Тем самым сразу же отбрасывается прочь любой намек на поэтику идиллии, хотя ее реликты могут появляться в воспоминаниях и мечтах героев. Любое городское пространство тесно и жестоко, а скученность жизни способствует появлению конфликтов между носителями разных правд о жизни. И потому поэтике городского пространства соответствует в литературе диалогическая поэтика романа или конфронтативно-катарcисная поэтика трагедии.
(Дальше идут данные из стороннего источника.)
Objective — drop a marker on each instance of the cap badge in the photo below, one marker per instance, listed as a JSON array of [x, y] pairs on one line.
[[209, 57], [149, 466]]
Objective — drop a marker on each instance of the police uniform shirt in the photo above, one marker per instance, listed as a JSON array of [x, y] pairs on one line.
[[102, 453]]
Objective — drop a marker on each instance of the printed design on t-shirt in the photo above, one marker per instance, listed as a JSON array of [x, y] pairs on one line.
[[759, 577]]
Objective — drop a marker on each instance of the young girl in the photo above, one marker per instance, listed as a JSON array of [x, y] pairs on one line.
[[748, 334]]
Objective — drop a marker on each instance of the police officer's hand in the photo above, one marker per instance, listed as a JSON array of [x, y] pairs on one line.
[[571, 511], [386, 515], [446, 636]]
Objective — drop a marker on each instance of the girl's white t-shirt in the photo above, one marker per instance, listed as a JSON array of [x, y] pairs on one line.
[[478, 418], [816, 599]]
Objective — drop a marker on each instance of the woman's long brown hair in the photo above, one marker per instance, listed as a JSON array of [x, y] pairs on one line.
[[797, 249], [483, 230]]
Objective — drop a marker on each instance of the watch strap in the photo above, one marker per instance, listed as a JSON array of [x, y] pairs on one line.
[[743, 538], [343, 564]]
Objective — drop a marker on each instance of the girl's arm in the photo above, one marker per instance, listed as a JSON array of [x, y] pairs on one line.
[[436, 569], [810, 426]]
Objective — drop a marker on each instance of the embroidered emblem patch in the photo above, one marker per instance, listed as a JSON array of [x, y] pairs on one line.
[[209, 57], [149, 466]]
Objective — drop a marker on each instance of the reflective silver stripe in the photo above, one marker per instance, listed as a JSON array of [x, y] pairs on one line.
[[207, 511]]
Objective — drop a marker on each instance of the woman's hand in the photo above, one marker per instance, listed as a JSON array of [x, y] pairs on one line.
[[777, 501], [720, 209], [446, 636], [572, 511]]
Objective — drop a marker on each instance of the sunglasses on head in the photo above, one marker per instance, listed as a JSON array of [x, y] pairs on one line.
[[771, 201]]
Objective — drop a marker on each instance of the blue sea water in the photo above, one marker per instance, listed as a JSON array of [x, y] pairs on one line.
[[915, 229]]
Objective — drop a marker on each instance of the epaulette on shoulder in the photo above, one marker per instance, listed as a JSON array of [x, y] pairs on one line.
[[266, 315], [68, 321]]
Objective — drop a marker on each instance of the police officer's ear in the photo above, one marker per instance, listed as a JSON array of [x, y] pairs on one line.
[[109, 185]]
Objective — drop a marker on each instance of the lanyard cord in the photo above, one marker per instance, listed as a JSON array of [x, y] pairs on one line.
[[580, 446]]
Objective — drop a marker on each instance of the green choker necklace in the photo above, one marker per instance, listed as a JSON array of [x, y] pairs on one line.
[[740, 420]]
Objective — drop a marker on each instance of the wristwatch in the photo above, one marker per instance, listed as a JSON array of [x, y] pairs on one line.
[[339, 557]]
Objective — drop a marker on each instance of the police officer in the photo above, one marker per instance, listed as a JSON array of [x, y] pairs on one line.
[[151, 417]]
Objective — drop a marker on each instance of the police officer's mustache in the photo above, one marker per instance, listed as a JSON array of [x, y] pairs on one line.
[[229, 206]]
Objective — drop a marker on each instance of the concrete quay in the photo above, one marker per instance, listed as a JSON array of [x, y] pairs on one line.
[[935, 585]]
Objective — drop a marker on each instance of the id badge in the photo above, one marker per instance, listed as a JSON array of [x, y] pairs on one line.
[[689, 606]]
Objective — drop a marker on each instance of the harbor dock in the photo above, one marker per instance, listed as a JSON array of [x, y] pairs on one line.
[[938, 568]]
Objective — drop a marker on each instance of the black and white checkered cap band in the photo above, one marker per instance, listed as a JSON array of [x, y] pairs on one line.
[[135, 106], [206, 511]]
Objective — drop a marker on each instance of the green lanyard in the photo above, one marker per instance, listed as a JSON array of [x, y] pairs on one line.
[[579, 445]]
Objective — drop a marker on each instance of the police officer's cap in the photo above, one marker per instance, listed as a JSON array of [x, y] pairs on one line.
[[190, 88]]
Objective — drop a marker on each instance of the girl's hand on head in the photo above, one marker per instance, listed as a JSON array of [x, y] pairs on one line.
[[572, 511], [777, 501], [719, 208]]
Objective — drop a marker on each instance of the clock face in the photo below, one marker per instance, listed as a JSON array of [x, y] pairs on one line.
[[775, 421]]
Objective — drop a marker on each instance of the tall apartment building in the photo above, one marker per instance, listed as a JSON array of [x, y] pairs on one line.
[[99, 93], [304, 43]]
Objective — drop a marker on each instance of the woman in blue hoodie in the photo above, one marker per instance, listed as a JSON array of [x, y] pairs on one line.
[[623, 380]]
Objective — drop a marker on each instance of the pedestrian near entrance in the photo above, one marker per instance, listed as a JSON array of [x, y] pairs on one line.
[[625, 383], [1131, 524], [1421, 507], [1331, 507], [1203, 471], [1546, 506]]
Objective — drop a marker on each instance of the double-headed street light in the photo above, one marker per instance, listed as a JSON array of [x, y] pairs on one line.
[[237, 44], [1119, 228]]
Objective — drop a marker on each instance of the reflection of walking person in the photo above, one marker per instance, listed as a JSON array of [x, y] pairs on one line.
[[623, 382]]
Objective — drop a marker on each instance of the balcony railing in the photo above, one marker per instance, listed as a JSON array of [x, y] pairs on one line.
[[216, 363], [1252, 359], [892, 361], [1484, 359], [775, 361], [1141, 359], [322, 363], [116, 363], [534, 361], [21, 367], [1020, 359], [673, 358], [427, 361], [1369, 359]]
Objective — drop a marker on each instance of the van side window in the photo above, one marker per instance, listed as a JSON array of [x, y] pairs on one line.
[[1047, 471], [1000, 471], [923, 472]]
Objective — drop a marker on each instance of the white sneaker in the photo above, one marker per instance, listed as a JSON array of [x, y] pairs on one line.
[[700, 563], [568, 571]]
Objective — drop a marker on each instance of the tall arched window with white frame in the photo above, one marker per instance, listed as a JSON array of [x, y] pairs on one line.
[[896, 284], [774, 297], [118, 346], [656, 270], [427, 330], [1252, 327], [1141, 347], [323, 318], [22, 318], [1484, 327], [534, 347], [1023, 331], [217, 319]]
Подлинный диалог в городе Калинове невозможен. Герои «Грозы» или обмениваются мнениями о жизни, в принципе соглашаясь друг с другом (таковы, например, разговоры Кулигина, Кудряша и Шапкина, Дикого и Кабанихи, Кабанихи и Феклуши), или же противостоят друг другу как неприступные идеологические монолиты (Кабаниха и Катерина, Дикой и Борис). Такого рода конфронтативное противостояние, когда каждая из сторон в силу тяготеющих над ней роковых детерминантов не может «поступиться принципами», неизбежно приводит к катастрофе и к очищению через страдание, а это ситуация античной трагедии.
Связано ли это с поэтикой городского пространства? Разумеется. Если за эталон города принять Верону в «Ромео и Джульетте» или город, у стен которого Мефистофель явился Фаусту в виде пуделя, то Калинов оказывается вообще не городом, а аморфным множеством деревянных домов. У него нет отчетливых границ, то есть стен, каковые были в любом западноевропейском городе, нигде не вспоминается о центральной торговой площади, аналогичной немецкой Marktplatz, о торговых рядах, о присутственных местах, хотя в любом из прототипов Калинова — в Кинешме, Костроме или Торжке — все это было[4]. По-видимому, и в Калинове все это подразумевается по умолчанию, но в тексте трагедии упоминаются совсем другие черты. Какие же?